Bebióse D. Narciso un vaso de agua, pasóse el pañuelo por los ojos como si tratase de enjugar una lágrima oculta, y continuó poco más o menos en los términos siguientes. 


II. 


Que una pequeña circunstancia influya mucho en los destinos y vida de las naciones, punto es en que no conviene la filosofía moderna. Haciéndolo depender todo de un conjunto de graves causas existentes en épocas determinadas, ninguna fuerza da a tal o cual menudo hecho que pudiera haber servido de obstáculo a su desarrollo. Como si el quitar o añadir una incógnita de valor insignificante no trastornase enteramente el más complicado problema! Sea empero de esto lo que fuere, ello es que en cuanto al destino de los individuos tenemos sobra de ejemplos para desconocer que la Providencia se vale de los más vulgares incidentes para llevar a cabo sus designios. Paréceme a mí que ni tendría ahora la mujer que tengo, ni tampoco llevaría la vida que llevo si por una pamplina, que ya no recuerdo, no me hubiese disgustado con mi patrona cuando estudiaba leyes en esta Universidad. Si no me hubiese puesto la ensalada cruda, o mullido poco la cama o dejado sin agua la jofaina quizás me hubiera entregado a la política, y quizás a estas horas sería un potentado... o un perdido. Pero me incomodé por alguna fruslería de estas, y después de cinco años cambié de habitación, tomándola en una calle de las menos concurridas. 

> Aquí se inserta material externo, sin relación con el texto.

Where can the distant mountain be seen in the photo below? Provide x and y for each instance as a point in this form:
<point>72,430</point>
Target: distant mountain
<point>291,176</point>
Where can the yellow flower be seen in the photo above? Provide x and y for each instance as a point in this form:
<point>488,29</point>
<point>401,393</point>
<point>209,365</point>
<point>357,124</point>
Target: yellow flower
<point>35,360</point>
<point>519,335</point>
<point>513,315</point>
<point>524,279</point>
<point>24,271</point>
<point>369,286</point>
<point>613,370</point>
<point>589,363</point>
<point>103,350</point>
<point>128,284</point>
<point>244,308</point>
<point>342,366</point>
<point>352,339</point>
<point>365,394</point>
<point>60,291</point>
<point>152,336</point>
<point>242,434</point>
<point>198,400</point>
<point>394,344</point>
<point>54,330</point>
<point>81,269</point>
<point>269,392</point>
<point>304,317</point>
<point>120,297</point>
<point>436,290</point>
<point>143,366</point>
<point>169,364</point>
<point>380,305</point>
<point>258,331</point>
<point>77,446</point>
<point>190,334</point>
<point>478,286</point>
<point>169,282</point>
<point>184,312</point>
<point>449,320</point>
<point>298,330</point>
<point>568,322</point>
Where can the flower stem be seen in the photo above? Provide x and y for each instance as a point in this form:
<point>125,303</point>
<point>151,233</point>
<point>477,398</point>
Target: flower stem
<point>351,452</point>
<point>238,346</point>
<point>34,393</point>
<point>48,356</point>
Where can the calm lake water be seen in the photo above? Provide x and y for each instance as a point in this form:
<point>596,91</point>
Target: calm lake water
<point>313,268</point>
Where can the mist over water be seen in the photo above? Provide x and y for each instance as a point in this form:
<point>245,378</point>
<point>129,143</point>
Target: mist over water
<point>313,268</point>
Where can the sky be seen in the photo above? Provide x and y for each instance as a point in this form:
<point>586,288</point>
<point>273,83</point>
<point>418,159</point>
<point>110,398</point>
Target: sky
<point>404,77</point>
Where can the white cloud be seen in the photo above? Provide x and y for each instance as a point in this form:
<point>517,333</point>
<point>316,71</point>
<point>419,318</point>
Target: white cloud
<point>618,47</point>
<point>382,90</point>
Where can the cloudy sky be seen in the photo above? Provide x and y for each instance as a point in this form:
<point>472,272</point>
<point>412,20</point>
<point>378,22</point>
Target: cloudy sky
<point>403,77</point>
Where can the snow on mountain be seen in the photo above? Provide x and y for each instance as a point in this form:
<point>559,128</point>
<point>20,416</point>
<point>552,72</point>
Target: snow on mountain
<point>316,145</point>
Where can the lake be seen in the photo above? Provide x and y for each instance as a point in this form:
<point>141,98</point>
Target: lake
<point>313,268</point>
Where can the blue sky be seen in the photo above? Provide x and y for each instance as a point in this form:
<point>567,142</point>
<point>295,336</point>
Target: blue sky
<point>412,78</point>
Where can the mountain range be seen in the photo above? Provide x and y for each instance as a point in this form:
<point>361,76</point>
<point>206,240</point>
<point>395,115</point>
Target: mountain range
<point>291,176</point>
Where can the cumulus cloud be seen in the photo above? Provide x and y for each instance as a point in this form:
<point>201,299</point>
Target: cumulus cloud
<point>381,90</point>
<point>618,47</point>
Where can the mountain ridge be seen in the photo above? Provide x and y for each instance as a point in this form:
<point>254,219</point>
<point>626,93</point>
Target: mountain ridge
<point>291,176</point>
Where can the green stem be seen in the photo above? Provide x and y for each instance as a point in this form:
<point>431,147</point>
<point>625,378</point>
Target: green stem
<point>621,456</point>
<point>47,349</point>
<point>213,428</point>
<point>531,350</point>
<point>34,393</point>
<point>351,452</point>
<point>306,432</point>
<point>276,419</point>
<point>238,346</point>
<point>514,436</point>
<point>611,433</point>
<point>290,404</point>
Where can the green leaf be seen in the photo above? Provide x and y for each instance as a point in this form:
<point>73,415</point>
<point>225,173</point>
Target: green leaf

Desde el balcón de mi tercer piso descubrí el fronterizo de unos entresuelos, y al través de sus cortinillas de muselina una cabeza de mujer tan perfectamente modelada que empecé a desperdiciar horas y más horas en contemplarla. Centinela perdurable, tan sólo para lograr un momento en que pudiera ver su rostro a todo mi sabor, qué de planes de conquista, qué de ensayos pantomímicos, qué de combinaciones telegráficas hilvanó mi imaginación! Tiempo perdido. Aquella joven (porque ya suponen ustedes que una mujer tan constantemente espiada era joven y sumamente hermosa) no levantaba la cabeza de su labor, ni se asomaba al balcón, ni salía de su casa más que para la iglesia. Y aun así solía acompañarla la esposa de su hermano que, aunque joven y bonita, equivalía para mí a una escolta de Dragones

Cambié de rumbo sin perder de vista mi objeto, y los vientos me fueron más favorables. Bajo del balconcillo había una tienda ocupada por su hermano que trabajaba de tallista; este era el reducto avanzado que me importaba tomar antes de dirigir mis fuegos a la ciudadela. Con pretexto de unos adornos empecé a menudear visitas al taller, a prolongarlas, a granjearme la confianza de aquel feliz matrimonio, y concluí por penetrar en el deseado cuartito de arriba. Aquello era el santuario de un ángel: la atmósfera que allí se respiraba era la de un templo. La lindeza de aquella joven, sus agraciados contornos, su pudoroso continente, su modesto aliño, y sobre todo la dulzura, el encanto inexplicable de su voz me dejaron como aturdido, como alelado. Qué pronto sus palabras fueron bastante poderosas para modificar, para cambiar radicalmente mis ideas! Señores, ustedes se burlarán de mí si les digo una cosa; mas no me importa. El resultado de algunos meses de conversación, de honesta familiaridad, de tierna correspondencia con aquella joven fue por mi parte una confesión general. Ah! si ustedes hubiesen conocido a mi adorada Rosalía! 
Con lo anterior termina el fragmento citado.